Charter, too, stifled a reaction. “Did Heather ever tell you about the other men she was seeing?”
Jesus
, Naomi heard Judith mutter. She shot to her feet. “Objection. Assumes facts not in evidence.”
“It certainly does, Mr. Charter,” Hayes said, visibly angry. He turned to the jury. “Please disregard the last question.”
But they wouldn't, Naomi saw. That was the point.
“Is it possible that Heather was seeing other men at the same time she was seeing you?”
Ashley nodded. “Sure. I mean, I was only with her for a little time each day, and not on the weekends at all. I have no idea what she did the rest of the time.”
“So when Heather told you she was pregnant, in the winter of 1984, you really had no way of knowing whether the baby was yours, did you?”
“Well.” He shrugged philosophically. “I figured it was Heather's baby. I mean, it was up to her what to do with it. Besides,” Ashley said, “I was having my own kid. I mean, my wife was.”
“Your wife was, in fact, pregnant at the same time Heather was pregnant with her daughter Polly.”
“Yeah. So, she knew what the priority was.”
“I see,” Charter said. “Let's move forward a bit, to August of 1984. Heather had given birth to her daughter. How did this event affect your relationship?”
Ashley frowned, remembering. “Well, it didn't much. I mean, she was at home more, with the baby, so I didn't see her as much. Actually,” he said brightly, “I kind of tried to end it.”
“You tried to end the relationship?”
“Yeah. I went to her house. I sort of hinted maybe we'd better stop.” He considered. “I gave her my car, you see. I said it was a present. Which it was,” he said defensively, as if he had been challenged on this point. “But I thought, see, that if she had her own car, she wouldn't need lifts from me.”
“And what was Heather's reaction to this?”
“Oh, she cried,” Ashley said. “She didn't want to stop seeing me. She did take the car, though.” This was said with an edge, as if it were some kind of vindication.
“So you kept on seeing her, then?”
“Yeah.”
“All that fall. The fall of 1984. You continued to meet with Heather?”
“Yeah. Maybe not as often. Two or three times a week.”
Charter mused, looking at Heather. “Always in the car?”
He nodded. “Always.”
“Now,” said Charter, “where was the baby while you were fooling around in your car? Did Heather leave the little baby home with her grandmother?”

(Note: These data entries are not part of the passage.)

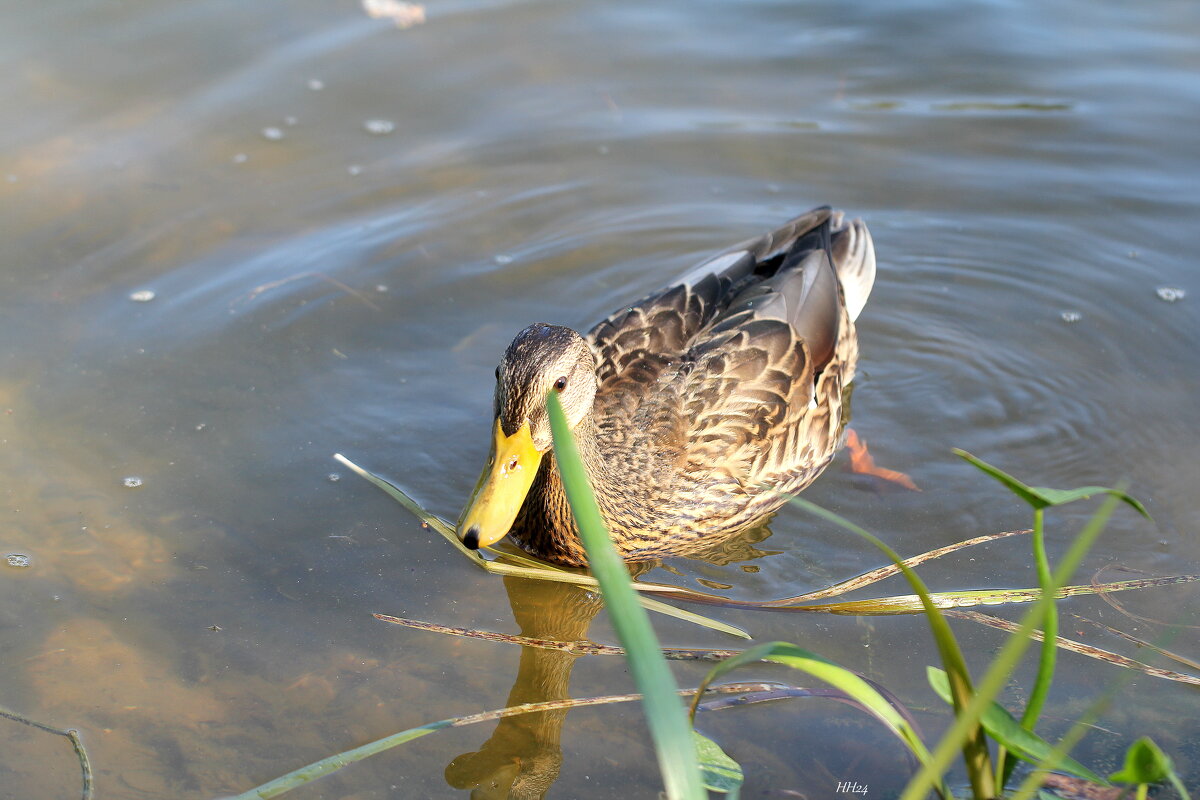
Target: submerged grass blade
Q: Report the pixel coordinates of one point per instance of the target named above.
(329, 765)
(1008, 732)
(834, 674)
(721, 773)
(970, 738)
(669, 726)
(1006, 661)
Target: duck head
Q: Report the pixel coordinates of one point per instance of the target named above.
(541, 359)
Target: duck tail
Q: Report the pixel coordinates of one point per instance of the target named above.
(853, 259)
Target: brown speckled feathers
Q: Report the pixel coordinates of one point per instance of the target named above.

Ashley shook his head. “No, we had her. She mostly slept.”
“You had the baby in the car?” he said again. “I want to be clear about this. Heather took the baby along in the car when the two of you were having sex?”
He shrugged. “I guess she thought it was all right.”

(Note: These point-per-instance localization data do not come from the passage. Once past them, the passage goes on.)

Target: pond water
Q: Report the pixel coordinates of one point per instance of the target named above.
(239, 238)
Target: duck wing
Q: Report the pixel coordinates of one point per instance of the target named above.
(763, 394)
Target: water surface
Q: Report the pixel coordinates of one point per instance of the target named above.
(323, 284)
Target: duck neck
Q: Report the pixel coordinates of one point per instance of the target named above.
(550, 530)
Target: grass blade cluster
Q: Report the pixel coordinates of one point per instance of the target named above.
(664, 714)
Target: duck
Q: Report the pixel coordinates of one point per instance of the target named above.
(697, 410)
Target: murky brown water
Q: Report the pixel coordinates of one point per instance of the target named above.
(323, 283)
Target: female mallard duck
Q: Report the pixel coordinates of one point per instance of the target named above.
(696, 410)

But the jury didn't. They glared, at Ashley, at Heather. Naomi's mouth was dry. She looked longingly at the full glass beside Ashley, which he hadn't touched.

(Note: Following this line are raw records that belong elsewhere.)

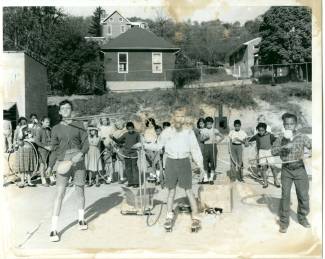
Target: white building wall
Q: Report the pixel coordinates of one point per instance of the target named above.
(13, 80)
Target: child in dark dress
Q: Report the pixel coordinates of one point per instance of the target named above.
(129, 139)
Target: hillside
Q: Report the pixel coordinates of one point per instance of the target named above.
(244, 102)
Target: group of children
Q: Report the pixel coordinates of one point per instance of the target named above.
(28, 139)
(109, 148)
(111, 155)
(119, 157)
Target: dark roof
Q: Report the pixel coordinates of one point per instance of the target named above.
(114, 13)
(138, 39)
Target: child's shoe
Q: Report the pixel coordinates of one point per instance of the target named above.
(82, 225)
(54, 237)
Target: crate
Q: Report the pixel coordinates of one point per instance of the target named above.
(218, 195)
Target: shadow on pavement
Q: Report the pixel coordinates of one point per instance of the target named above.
(273, 204)
(98, 208)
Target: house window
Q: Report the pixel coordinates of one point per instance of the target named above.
(122, 62)
(109, 29)
(156, 62)
(122, 28)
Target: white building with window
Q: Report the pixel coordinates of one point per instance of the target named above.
(138, 60)
(115, 24)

“Were you aware, Mr. Deacon, that Heather considered you to be the father of her child?”
“I guess,” Ashley said. “She sort of implied.”
“Were you aware that she also implied this to others?”
He nodded. “Yeah. It kind of pissed me off, to tell you the truth.”
“Because you didn't think you were the father?”
“How the hell could I know?” he said, clearly, if briefly, angry. “I mean, I don't know what all was going on with her. It could have been mine, but it could have been somebody else's.”
Charter nodded sagely. “Would you say, by this time, your affair was cooling down?”
“Well, I can't speak for anyone else,” said Ashley, “but for me, yeah.”
Naomi wanted to touch Heather's back, which was near enough if she reached, and trembling. She had never seen this Ashley, and yet he was of a seamless part with the Ashley she did know, the Ashley of great good humor and small good turns. The Ashley of narrow, insinuating hips and generous hands.